The shutters on Harrow’s face were pulled shut. “And nor will I,” she said.

“I don’t mean soul siphoning … not quite. When Master Octakiseron siphons his cavalier, he sends the soul elsewhere and then exploits the space it leaves behind. The power that rushes in to fill that space will keep refilling, for as long as either of them can survive. You wouldn’t have to send anyone anywhere. But the entropy field will drain your own reserves of thanergy as soon as you cross the line, so you need to draw on a power source on this side of the line, where the field can’t touch it. Do you understand?”

“Don’t patronize me, Lady Septimus. Of course I understand. Understanding a problem is nowhere near the same as implementing a solution. You should have asked Octakiseron and his human vein.”

“I probably would have,” said Dulcinea candidly, “if Pro hadn’t blacked his eye for him.”

“So technically,” said Harrow, acid as a battery, “we’re your third choice.”

“Well, Abigail Pent was a very talented spirit magician,” said Dulcinea, and relented when she saw Harrow’s expression. “I’m sorry! I’m teasing! No, I don’t think I would have asked the Eighth House, Reverend Daughter. There is something cold and white and inflexible about the Eighth. They could have done this with ease … maybe that’s why. And now Abigail Pent is dead. What am I to do? If you were to ask Sextus for me, do you think he’d do it? You seem to know him better than me.

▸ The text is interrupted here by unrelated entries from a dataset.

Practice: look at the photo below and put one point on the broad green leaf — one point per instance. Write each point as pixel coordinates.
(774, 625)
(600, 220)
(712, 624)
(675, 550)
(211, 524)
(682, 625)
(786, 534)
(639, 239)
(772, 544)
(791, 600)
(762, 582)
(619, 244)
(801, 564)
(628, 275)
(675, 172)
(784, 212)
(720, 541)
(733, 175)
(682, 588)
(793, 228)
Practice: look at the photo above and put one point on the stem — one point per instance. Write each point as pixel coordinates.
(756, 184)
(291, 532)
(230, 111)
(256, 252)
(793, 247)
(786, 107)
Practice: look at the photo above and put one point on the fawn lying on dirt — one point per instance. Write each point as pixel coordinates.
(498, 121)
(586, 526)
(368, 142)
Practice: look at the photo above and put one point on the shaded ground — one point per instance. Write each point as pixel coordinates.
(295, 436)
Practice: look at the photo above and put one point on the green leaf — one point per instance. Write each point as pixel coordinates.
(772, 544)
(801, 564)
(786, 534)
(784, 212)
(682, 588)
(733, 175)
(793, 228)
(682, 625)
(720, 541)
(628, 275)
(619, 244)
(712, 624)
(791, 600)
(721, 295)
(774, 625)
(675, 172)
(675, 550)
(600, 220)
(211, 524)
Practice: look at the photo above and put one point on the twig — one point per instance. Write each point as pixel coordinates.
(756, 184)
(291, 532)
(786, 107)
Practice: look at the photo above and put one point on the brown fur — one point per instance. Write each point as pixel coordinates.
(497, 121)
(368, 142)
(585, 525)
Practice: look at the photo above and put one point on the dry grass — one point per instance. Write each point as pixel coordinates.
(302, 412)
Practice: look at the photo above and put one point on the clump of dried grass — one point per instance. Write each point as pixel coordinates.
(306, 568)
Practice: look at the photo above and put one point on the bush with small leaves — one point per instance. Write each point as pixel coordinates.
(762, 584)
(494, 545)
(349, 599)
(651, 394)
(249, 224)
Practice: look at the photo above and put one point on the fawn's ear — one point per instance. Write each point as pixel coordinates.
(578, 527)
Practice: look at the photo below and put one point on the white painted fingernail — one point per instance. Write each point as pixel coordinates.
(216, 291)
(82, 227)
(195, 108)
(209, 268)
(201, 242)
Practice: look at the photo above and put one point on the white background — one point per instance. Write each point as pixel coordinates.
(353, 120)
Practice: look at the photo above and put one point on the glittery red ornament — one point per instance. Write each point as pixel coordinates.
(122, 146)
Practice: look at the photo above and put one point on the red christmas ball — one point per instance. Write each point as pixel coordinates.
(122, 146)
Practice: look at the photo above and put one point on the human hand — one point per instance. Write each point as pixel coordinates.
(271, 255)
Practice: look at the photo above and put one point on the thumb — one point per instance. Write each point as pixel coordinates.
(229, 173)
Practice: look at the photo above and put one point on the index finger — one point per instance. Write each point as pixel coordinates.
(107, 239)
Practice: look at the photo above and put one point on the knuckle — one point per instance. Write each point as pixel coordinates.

Harrow pushed herself up from the stairs. She had not seemed to notice that Dulcinea was leaning with her flowerlike face in her hands and drinking in her every movement, nor her expression of carefully studied innocence. Gideon was undergoing complicated feelings about not being the centre of the Seventh’s attention.

With a flourish of inky skirts, Harrowhark turned back to the stairs, staring through Dulcinea rather than at her. “Let’s say I agree with your theory,” she said. “To maintain enough thanergy for my wards inside the field, I’d need to fix a siphon point outside it. The most reasonable source of thanergy would be—you.”

“You can’t move thanergy from place to place like that,” said the Seventh, with very careful gentleness. “It has to be life to death.… or death to a sort of life, like the Second do. You’d have to take my thalergy.” She raised a wasted hand, and then let it flutter back to her face like a drifting paper plane. “Me? I could get you maybe—ten metres.”

“We adjourn,” said Harrowhark.

Harrow grasped Gideon hard around the arm and practically dragged her back up the stairs, out past the foyer and into the hallway. The noise of the door slamming behind them echoed around the corridor. Gideon found herself staring straight down the barrel of a loaded Harrowhark Nonagesimus, hood shaken back to reveal blazing black eyes in a painted white face.